[SCAN] Tailor-made development of antiviral biopharmaceuticals: It's all about interactions!
Diana Lousa
When |
09 Oct, 2024
from
12:00 pm to 01:00 pm |
---|---|
Where | ITQB NOVA Auditorium |
Contact Name | Sandra Viegas |
Contact Email | sviegas@itqb.unl.pt |
Add event to your calendar | iCal |
Title: Tailor-made development of antiviral biopharmaceuticals: It's all about interactions!
Speaker: Diana Lousa
Affiliation: Protein Modelling Lab, ITQB NOVA
Abstract: The recent COVID-19 pandemic has highlighted the devastating consequences of unpreparedness for such events, not only on public health but also on social and economic levels. As it is not possible to accurately predict which virus(es) will cause the next pandemic(s), it is of utmost importance to find new solutions that allow the effective targeting of a broad range of viruses and have easy and cost-effective discovery, development, production and validation process trajectories.

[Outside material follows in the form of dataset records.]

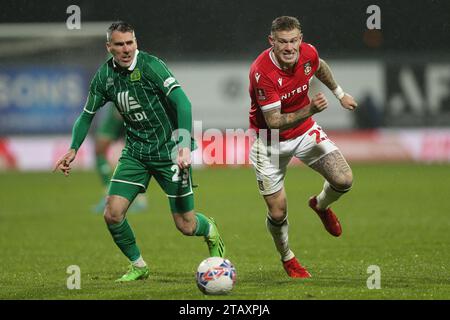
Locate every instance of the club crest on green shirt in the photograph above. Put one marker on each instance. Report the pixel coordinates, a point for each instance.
(135, 75)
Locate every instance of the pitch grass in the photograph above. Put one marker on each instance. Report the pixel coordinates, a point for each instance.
(396, 217)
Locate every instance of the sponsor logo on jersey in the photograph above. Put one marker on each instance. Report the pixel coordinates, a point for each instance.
(126, 103)
(261, 94)
(307, 68)
(169, 81)
(289, 94)
(135, 75)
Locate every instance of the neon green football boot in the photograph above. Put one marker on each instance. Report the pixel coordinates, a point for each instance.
(135, 273)
(215, 243)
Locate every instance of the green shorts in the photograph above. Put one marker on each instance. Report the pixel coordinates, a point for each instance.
(111, 126)
(132, 176)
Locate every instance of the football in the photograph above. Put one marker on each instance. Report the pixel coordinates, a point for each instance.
(216, 276)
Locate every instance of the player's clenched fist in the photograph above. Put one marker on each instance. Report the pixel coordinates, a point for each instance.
(64, 162)
(319, 103)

Within the scope of the BioPlaTTAR project and EvaMobs projects, funded by the La Caixa oudantion and Horizon Europe, respectively, we have built an integrated platform for biopharmaceutical development, to quickly and efficiently respond to viral threats in a streamlined pipeline, ranging from rational design to in vivo validation. This pipeline starts from the computational design of a diverse set of protein leads that block targets on the viral surface; then takes these designs, produces them in a high-throughput expression platform, and selects top leads after several rounds of physical-chemical characterization and in vitro and in vivo validation of activity. This pipeline has been validated consecutive rounds of design and experimental evaluation leading to the development of several miniproteins that bind to the SARS-CoV-2 receptor binding domain with high affinity (in the low nm range) and were shown to neutralize this virus in high-throughput neutralization assays using ACE2-expressing cells. The combination of artificial intelligence and physics based modelling methods, as well as the close integration of computational and experimental data have been key factors for the consecutive improvement of this platform.